Deer, or someone, have eaten most of the Indian paintbrush along the trail to the canyon. I’m grateful that there are still a few little spots of color. I keep thinking, this is why we need to feed hummingbirds. In a balanced ecosystem, the deer would leave enough paintbrush for all the hummingbirds. But we live in a world out of balance. I believe it really does help, and it’s worth it to us, to supplement the diets of wild birds: we’ve taken over so much of their habitat, it’s the least we can do.

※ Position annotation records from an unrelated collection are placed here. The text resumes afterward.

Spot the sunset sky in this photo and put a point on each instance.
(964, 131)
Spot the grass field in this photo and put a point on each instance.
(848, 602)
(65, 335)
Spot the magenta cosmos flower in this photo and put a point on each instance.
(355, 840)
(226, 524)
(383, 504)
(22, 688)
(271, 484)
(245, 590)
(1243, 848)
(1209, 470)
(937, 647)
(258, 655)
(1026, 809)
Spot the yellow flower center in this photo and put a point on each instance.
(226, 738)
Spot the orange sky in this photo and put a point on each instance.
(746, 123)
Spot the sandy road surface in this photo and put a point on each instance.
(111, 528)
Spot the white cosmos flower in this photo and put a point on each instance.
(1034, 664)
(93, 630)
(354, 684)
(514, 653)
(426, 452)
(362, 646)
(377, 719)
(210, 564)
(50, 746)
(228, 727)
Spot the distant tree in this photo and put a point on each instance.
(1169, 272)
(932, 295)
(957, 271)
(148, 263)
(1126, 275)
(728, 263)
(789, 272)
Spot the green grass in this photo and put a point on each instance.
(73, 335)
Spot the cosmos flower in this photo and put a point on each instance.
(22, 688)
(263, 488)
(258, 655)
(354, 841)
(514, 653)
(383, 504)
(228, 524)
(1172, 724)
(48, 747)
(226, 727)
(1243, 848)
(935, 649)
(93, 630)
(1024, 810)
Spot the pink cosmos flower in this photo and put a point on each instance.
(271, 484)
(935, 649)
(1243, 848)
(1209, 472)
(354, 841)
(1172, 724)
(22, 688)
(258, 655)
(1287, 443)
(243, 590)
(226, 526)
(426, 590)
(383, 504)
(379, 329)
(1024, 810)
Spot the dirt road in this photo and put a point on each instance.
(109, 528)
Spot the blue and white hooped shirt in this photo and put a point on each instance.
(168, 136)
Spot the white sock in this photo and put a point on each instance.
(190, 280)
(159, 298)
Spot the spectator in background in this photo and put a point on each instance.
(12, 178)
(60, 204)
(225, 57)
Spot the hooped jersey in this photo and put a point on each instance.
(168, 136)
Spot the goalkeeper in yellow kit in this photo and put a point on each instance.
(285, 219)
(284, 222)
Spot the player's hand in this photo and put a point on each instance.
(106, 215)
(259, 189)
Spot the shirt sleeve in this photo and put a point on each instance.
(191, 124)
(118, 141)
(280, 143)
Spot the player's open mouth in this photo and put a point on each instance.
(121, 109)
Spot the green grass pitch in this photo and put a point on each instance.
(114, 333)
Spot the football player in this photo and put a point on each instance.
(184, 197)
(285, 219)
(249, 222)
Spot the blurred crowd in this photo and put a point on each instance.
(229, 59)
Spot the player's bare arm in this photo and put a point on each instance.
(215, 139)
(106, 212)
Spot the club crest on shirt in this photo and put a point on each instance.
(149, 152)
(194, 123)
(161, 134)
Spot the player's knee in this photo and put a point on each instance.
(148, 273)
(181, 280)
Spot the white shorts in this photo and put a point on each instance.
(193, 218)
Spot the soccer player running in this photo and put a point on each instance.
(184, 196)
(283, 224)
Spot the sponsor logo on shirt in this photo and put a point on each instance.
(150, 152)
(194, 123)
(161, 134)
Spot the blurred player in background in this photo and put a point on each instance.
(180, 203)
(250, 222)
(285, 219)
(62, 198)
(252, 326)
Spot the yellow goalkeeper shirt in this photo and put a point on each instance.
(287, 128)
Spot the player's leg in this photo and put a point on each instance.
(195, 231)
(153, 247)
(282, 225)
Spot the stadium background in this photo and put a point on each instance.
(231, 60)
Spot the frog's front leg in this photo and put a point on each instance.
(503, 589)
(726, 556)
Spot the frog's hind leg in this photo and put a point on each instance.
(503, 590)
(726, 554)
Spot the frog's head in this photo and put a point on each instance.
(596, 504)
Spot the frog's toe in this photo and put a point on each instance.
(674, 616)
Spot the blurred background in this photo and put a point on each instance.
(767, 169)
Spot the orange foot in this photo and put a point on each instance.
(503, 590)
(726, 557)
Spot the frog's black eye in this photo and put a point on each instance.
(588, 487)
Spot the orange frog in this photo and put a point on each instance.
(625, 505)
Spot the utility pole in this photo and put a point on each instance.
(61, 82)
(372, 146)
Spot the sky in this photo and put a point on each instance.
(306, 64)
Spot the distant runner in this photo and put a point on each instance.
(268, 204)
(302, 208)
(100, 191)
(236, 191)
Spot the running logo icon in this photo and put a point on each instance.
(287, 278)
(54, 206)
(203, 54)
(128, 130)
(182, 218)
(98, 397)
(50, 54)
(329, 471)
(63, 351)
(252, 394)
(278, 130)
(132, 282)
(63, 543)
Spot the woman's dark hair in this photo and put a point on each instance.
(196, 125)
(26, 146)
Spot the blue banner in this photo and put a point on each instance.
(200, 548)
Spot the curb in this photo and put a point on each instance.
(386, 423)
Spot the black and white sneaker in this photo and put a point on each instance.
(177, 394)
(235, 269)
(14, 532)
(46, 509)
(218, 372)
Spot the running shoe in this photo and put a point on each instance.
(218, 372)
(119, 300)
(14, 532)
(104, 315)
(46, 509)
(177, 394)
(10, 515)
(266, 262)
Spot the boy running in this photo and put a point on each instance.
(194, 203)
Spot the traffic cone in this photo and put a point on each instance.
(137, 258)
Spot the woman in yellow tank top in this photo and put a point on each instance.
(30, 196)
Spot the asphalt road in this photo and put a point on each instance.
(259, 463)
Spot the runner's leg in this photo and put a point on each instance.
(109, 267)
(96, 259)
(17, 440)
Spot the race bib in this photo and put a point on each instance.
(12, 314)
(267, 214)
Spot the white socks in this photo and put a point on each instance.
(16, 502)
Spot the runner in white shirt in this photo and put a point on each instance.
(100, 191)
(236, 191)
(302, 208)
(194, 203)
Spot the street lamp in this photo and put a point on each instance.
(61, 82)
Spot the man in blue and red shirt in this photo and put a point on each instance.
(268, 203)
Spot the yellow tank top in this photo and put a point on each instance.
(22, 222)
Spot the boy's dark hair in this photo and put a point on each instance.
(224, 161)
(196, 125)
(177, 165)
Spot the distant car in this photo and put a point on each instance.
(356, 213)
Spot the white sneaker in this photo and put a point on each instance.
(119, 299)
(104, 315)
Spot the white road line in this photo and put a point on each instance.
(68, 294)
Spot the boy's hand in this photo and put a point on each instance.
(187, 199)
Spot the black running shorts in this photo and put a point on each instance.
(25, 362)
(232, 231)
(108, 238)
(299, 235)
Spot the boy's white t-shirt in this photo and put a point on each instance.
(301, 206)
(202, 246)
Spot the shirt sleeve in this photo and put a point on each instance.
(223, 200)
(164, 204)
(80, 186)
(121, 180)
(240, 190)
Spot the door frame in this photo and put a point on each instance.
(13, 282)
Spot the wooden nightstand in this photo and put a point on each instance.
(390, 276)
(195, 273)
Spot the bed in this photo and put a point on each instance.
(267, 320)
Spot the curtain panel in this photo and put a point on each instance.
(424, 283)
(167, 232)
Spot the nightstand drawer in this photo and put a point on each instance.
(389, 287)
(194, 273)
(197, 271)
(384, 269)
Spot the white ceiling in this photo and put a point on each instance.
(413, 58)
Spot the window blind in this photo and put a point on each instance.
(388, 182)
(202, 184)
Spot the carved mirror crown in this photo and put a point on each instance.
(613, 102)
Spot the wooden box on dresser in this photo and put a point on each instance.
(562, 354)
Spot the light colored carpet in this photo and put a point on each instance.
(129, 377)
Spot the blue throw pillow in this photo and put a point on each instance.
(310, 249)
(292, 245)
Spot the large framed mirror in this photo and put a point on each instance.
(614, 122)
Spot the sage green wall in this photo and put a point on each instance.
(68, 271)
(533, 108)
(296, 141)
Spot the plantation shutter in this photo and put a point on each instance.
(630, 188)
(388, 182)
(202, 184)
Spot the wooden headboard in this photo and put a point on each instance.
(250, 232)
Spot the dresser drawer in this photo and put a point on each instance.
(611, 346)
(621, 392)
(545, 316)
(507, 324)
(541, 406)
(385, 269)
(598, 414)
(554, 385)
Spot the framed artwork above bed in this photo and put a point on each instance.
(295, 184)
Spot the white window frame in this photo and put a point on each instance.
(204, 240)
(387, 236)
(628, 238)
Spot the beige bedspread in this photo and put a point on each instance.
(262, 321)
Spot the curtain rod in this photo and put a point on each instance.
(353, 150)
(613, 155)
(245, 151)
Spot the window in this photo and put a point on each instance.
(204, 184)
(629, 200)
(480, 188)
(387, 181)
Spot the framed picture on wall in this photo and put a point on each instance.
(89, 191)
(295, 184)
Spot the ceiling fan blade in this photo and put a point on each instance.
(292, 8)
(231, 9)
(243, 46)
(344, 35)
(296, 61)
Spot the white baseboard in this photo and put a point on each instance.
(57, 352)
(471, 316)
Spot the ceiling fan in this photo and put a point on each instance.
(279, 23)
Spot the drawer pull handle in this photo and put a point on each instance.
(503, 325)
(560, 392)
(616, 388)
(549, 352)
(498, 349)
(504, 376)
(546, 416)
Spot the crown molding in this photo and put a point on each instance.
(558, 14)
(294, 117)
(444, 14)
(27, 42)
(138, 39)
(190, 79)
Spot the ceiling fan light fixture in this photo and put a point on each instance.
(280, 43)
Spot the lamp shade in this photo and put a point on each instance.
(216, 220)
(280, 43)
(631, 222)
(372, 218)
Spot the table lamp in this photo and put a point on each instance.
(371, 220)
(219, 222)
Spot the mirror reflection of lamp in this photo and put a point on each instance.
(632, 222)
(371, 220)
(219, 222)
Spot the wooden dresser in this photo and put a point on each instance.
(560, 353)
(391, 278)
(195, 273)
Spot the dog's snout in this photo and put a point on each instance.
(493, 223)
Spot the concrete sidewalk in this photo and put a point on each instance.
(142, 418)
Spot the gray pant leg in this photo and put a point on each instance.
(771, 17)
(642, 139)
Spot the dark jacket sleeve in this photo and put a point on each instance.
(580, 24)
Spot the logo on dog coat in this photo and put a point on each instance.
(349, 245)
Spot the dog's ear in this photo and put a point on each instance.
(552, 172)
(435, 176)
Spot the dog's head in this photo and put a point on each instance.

Deer have been starving for the past year, maybe longer. Between drought, and monocultures, they’re now eating yarden plants here that they haven’t bothered for 25 years: the little naturalizing tulips, even the grape hyacinths, in the garden, and paintbrush out in the woods. Neighbors have noticed more of this as well. Stressed wildlife can aggravate humans in their habitat and along the fringes (the ecotones) between urban and ex-urban in this way, eating things they normally wouldn’t need to in order to get the nutrition they require. Ecosystem health revolves around diversity: when they only have hay and alfalfa for much of the year, they weaken. Maybe now they’re figuring out how to diversify and prosper.
That’s been my motto since before I moved here: Diversify and prosper. Seems even more fitting now.
I’m grateful also today for yet another fine female physical care provider, the eye doctor in Hotchkiss, Diane. Her gentle staff of women and her gentle chairside manner made me very comfortable as I embarked upon my fourth healthcare catchup since getting fully vaccinated a month ago. Their Covid precautions are exemplary, and I felt so confident of them that I’d even feel comfortable working there, not just spending way more than my fair share of time as a patient. I’m grateful for their patience with me. I’m grateful I’ve had a whole year to really observe the quality of my vision, and discern exactly what spectacle traits will maximize visual acuity going forward, for the time being; grateful for an eye doctor who was willing to really hear me. I can’t wait to get the new glasses I’ve ordered! Ah, vision. I’m so grateful for vision.
Thankful for the physical well-being and energy I’ve had this summer that has enabled me to keep up with the garden (though not with sharing its joy online!). Above, a selection of late-summer delights, starting with a plumtini, just a martini shaken with a very ripe plum, yum!
Thankful for half a dozen perfect strawberries gleaned from as many plants. Maybe next summer they’ll do better, but each fruit was certainly a burst of flavor as bright as its color.
The past months have been a whirlwind of harvesting, pickling, canning, freezing, cutting back, drying, fermenting and other fun fall festivities. I’ve been spinning through each day drenched in gratitude, swimming in astonishing colors, savoring and storing for winter the flavors of summer.
It’s almost impossible to believe I am the same person as that awkward little girl in the DC suburbs who spent every free minute curled up in an armchair reading books. How did I come to be here? Living close to the land in this fertile valley for almost half my life now has allowed me to approach some understanding of my true nature, and I couldn’t be more thankful for that.